Family Finance

The need for emergency savings

Much frustration in financial crises can be averted if a family allocates a percentage of its income to saving. Savings also allow families to purchase with cash and shop for the best buys, irrespective of the store.

Without savings, if there were an emergency, families would have to rely on credit and, ultimately, end up deeper in debt. Simply put, without emergency savings, borrowing would be a foregone conclusion, the use of credit would become a lifelong necessity, and debt would be a way of life.

Everyone in our society living above the poverty level probably has the capability to save money, yet many fail to do so because they do not realise even $5 per saved per month will add up over time.

How much for emergency savings?

On a steady income - 3-6 months’ salary.

On a fluctuating or seasonal income - six months’ salary is best.

About 5 per cent of Net Spendable Income should be put aside in an emergency reserve savings account, to take care of expenses that might arise.

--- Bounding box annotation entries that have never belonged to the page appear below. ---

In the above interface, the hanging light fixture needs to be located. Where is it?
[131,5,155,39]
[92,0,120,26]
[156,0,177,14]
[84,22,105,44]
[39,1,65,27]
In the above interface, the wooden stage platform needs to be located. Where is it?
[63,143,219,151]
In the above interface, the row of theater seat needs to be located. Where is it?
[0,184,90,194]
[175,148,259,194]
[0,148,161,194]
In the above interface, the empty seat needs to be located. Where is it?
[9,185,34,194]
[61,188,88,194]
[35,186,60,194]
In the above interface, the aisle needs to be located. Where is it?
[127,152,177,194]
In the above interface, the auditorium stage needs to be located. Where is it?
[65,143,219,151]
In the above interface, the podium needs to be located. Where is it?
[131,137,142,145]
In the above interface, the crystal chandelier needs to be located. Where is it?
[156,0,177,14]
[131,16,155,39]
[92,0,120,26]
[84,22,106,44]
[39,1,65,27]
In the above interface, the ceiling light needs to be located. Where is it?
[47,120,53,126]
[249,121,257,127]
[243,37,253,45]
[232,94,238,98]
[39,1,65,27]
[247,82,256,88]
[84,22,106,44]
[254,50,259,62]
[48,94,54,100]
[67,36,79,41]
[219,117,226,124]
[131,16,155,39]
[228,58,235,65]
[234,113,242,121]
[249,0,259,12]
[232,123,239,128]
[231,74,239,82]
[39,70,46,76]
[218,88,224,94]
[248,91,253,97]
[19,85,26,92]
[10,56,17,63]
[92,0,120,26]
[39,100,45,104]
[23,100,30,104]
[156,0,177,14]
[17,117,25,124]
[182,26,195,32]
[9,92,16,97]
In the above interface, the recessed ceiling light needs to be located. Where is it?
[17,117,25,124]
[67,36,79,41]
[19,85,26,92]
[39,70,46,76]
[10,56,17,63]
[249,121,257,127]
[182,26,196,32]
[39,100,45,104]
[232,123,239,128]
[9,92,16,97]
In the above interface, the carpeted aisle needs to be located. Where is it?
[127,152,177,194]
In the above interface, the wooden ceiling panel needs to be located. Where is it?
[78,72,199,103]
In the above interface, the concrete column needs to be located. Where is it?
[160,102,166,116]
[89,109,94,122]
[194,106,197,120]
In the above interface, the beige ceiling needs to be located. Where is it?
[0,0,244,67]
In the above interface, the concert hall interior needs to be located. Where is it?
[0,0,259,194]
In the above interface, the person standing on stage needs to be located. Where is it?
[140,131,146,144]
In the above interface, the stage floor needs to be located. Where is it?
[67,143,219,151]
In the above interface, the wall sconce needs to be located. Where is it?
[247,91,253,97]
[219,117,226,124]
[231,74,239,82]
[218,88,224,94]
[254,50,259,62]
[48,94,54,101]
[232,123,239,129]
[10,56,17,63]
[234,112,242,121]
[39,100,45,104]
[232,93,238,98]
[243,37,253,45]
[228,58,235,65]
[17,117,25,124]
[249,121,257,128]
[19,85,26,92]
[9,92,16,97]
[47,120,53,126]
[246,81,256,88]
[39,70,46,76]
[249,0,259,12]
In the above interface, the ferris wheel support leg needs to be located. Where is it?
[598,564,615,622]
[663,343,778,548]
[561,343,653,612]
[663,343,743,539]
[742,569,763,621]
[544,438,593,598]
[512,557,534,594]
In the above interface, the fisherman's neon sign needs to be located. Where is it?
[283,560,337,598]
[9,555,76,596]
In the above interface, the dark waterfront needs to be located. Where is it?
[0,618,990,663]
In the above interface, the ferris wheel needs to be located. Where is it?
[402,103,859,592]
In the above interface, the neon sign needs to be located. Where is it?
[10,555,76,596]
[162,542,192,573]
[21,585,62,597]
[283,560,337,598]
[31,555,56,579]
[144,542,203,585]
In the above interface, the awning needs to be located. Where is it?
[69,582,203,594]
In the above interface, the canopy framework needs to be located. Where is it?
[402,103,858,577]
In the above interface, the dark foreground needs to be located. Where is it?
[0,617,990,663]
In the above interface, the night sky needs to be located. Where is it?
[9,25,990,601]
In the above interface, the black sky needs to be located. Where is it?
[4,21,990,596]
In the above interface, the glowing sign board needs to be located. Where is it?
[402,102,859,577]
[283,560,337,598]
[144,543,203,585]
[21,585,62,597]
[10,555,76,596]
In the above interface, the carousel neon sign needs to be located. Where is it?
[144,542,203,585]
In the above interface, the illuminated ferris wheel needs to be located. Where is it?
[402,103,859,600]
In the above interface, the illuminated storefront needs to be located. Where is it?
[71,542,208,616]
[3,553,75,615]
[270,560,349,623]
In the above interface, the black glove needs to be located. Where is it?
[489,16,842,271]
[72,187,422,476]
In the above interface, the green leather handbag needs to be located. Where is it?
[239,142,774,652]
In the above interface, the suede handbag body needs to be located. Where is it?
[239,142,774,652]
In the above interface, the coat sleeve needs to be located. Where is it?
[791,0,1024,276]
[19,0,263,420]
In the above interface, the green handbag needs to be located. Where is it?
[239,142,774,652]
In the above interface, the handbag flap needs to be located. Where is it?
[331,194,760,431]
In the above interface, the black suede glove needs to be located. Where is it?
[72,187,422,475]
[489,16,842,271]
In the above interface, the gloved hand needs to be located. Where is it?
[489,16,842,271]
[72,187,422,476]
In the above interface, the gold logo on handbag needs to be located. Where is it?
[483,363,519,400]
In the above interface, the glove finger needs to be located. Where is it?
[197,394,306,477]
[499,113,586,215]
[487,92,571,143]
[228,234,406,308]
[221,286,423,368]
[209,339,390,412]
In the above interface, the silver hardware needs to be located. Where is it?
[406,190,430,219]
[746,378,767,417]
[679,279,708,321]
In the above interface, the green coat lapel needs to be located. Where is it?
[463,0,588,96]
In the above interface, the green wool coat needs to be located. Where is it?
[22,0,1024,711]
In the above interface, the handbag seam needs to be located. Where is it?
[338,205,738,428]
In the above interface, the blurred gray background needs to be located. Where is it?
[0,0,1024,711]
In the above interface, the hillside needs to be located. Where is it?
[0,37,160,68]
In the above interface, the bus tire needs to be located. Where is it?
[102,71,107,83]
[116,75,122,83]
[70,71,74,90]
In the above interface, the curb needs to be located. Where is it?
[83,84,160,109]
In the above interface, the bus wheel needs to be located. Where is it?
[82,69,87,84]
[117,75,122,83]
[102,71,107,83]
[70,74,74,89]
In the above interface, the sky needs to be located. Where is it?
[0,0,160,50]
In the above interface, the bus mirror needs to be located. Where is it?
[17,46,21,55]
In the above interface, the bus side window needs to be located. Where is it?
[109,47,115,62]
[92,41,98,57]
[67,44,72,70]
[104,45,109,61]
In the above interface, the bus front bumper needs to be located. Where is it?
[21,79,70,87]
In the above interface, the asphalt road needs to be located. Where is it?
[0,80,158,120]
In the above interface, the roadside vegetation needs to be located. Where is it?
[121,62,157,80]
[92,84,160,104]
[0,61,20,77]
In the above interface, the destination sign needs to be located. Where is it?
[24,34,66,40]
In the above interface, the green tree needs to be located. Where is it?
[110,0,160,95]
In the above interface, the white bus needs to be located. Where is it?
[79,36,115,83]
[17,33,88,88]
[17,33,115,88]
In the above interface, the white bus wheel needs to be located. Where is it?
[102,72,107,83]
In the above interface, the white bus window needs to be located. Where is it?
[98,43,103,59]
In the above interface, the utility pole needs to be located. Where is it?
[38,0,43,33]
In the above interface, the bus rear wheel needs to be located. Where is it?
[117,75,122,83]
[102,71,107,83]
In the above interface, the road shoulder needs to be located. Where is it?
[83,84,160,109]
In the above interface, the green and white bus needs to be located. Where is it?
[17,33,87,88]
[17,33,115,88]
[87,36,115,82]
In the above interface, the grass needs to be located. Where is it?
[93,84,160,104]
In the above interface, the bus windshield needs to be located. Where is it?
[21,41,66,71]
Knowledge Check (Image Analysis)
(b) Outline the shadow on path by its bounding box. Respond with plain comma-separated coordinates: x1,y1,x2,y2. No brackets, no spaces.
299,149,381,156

This does not mean that large amounts of money should be saved while failing to pay creditors, but a good habit to develop is to save a small amount on a regular basis.

This type of savings is not long-range savings for education or retirement; it is non-allocated short-term savings designed to help compensate for unexpected emergencies.

Saving not hoarding

The parable of the ant in Proverbs 6:6-8 says; “Go to the ant, O sluggard, observe her ways and be wise, which, having no chief, officer or ruler, prepares her food in the summer and gathers her provision in the harvest.”

Within their colony, ants have calculated almost exactly what they will need to get through the winter. They gather and store that amount in their anthill during the summer and autumn.

Saving is good stewardship: looking forward to a future need and putting aside whatever is necessary to meet that future need so that borrowing will not be necessary.

Hoarding is putting money aside for no particular reason, and that money will not be used even if it is needed.

The difference between saving and hoarding is attitude, not the amount of money.